There’s a risk of breaking changes in libs causing frustration in larger codebases, though. I’ve been working with LLMs in a Nextjs App Router codebase for about a year, and regularly struggle with models trained primarily on the older Pages Router. LLMs often produce incompatible or even mixed compatibility code. It really doesn’t matter which side of the fence your code is on, both are polluted by the other. More recent and more powerful models are getting better, but even SOTA reasoning models don’t totally solve this.

Lately I’ve taken to regularly including a text file that spells out various dependency versions and why they matter in LLM context, but there’s only so much it can do currently to overcome the weight of training on dated material. I imagine tools like Cursor will get better at doing that for us silently in the future.

There’s an interesting tension brewing between keeping dependencies up to date, especially in the volatile and brittle front end world, vs writing code the LLMs are trained on.

New comment by harlanlewis in "Show HN: Arch – an intelligent prompt gateway built on Envoy"

harlanlewis — Tue, 15 Oct 2024 23:59:27 +0000

Untrusted inputs to systems with agency or access to privileged data. Here’s a data exfiltration example in Google AI Studio:

https://x.com/wunderwuzzi23/status/1821210923157098919

New comment by harlanlewis in "Pro bettors disguising themselves as gambling addicts"

harlanlewis — Tue, 01 Oct 2024 22:56:32 +0000

Tim Donaghy (ref): https://en.m.wikipedia.org/wiki/Tim_Donaghy

New comment by harlanlewis in "Large Enough"

harlanlewis — Thu, 25 Jul 2024 02:22:05 +0000

Familiar! The Artificial Analysis Index is the metric models are sorted by in my sheet. But their data and presentation has some gaps.

I made this sheet to get a glanceable landscape view comparing the three key dimensions I care about, and fill in the missing evals.
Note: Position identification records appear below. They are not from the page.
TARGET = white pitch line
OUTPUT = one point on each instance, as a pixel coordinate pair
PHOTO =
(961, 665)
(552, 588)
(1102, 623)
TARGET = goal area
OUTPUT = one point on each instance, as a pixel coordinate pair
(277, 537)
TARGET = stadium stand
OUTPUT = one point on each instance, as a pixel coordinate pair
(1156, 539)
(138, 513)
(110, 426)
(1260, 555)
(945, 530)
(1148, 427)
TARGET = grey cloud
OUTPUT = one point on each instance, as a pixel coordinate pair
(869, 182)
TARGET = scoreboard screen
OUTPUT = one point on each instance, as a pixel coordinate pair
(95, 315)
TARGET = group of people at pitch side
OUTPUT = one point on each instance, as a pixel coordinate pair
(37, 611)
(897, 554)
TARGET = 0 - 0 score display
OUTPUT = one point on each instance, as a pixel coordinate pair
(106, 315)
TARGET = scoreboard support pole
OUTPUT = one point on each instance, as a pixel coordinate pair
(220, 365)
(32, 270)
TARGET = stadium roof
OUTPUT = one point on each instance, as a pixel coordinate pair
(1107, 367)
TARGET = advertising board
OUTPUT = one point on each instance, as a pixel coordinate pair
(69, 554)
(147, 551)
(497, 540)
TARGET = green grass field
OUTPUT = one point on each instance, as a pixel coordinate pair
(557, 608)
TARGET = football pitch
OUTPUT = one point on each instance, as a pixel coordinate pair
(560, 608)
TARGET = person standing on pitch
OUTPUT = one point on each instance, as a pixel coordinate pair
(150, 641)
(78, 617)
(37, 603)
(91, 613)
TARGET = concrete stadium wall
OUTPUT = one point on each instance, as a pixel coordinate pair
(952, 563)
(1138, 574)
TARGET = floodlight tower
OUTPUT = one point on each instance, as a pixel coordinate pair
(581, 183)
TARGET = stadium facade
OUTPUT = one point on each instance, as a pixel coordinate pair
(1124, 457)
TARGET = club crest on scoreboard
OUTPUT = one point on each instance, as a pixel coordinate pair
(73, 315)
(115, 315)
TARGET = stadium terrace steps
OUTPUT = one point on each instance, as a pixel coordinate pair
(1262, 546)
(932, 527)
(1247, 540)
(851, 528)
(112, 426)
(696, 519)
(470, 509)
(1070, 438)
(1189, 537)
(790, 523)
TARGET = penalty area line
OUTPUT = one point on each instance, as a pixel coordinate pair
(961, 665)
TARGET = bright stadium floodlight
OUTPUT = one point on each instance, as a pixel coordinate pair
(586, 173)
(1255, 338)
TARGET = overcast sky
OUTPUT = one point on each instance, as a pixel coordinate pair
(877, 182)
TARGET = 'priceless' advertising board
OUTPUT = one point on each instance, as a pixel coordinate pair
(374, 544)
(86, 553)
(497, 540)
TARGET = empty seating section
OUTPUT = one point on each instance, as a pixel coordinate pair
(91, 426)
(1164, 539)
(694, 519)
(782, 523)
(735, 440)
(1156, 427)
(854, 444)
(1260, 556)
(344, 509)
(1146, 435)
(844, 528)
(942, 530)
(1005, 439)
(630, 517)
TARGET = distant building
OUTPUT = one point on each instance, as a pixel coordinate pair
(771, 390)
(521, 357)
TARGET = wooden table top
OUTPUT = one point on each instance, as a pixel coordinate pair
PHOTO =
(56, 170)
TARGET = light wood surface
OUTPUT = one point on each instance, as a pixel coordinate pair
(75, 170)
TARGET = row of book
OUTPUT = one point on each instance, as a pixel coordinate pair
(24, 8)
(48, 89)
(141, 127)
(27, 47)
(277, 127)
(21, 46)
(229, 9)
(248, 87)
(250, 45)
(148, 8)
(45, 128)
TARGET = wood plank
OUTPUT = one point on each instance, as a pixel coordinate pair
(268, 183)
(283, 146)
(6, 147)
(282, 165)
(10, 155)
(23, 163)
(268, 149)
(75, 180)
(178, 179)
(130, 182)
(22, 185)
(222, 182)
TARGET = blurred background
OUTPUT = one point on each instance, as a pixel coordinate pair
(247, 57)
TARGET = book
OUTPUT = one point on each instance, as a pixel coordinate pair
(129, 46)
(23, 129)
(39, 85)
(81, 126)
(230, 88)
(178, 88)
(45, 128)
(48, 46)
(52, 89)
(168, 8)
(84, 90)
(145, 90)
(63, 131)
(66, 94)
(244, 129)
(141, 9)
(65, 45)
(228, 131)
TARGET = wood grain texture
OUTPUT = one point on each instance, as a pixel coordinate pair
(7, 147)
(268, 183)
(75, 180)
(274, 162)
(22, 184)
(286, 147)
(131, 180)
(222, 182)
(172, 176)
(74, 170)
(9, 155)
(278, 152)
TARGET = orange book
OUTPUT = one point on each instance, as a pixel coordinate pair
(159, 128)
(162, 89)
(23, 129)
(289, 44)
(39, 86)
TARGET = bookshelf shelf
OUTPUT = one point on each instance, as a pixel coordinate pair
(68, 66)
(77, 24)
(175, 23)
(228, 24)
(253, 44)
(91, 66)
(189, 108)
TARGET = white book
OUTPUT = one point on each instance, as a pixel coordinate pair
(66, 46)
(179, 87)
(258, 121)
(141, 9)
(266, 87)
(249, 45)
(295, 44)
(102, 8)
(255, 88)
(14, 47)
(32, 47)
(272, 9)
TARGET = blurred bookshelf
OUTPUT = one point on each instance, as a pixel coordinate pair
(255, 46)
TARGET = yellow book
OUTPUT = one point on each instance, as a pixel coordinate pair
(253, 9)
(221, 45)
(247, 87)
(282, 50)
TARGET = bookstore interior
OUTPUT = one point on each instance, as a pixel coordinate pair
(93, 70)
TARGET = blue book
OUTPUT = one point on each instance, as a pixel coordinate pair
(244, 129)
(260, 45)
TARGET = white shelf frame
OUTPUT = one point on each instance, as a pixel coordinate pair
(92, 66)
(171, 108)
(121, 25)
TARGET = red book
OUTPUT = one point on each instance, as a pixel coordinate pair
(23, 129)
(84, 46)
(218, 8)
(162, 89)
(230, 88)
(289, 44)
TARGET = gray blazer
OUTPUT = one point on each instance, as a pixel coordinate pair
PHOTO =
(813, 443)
AA only lists scores for a few increasingly-dated and problematic evals benchmarks. Not just my opinion, none of their listed metrics are in HuggingFace Leaderboard 2 (June 2024).

That said I love the AA Index score because it provides a single normalized score that blends vibe-check qual (chatbot elo) with widely reported quant (MMLU, MT Bench). I wish it composed more contemporary evals, but don't have the rigor/attention to make my own score and am not aware of a better substitute.
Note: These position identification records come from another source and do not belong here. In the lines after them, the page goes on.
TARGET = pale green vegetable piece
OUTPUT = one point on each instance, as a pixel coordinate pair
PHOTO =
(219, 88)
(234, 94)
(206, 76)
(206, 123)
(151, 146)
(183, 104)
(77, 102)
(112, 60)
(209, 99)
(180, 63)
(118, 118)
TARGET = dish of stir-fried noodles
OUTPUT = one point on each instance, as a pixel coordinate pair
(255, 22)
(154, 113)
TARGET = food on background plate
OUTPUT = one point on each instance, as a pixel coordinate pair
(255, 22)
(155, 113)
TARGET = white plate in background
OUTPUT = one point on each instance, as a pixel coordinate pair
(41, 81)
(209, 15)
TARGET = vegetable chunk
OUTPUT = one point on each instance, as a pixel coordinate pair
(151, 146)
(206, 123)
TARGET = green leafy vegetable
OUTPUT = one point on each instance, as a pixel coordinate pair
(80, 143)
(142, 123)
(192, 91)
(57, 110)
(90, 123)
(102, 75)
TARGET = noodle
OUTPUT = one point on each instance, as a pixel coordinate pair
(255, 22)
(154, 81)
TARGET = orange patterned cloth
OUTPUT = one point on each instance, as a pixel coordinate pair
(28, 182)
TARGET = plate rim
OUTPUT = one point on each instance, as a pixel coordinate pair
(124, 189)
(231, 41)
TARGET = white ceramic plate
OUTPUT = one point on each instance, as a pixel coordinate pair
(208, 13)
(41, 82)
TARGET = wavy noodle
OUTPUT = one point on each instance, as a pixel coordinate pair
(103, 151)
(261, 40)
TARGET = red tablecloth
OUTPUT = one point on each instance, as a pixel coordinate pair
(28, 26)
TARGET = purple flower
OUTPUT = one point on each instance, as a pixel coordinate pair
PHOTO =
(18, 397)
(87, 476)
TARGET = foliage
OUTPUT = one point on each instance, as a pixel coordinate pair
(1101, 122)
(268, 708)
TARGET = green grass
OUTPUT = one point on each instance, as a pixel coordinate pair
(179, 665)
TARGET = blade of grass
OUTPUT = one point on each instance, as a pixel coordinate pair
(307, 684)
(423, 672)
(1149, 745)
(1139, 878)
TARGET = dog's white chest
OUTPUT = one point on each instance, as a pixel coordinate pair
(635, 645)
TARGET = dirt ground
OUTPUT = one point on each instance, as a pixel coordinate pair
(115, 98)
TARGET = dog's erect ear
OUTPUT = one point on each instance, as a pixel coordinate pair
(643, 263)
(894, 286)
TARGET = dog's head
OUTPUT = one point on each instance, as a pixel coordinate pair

New comment by harlanlewis in "Large Enough"

harlanlewis — Wed, 24 Jul 2024 18:00:59 +0000

To help keep track of the race, I put together a simple dashboard to visualize model/provider leaders in capability, throughput, and cost. Hope someone finds it useful!

Google Sheet: https://docs.google.com/spreadsheets/d/1foc98Jtbi0-GUsNySddv...

New comment by harlanlewis in "Venezuela is first Andean country to lose all of its glaciers"

harlanlewis — Mon, 01 Jul 2024 23:41:16 +0000

Apologies for misreading your intent, I hear you and am in full agreement.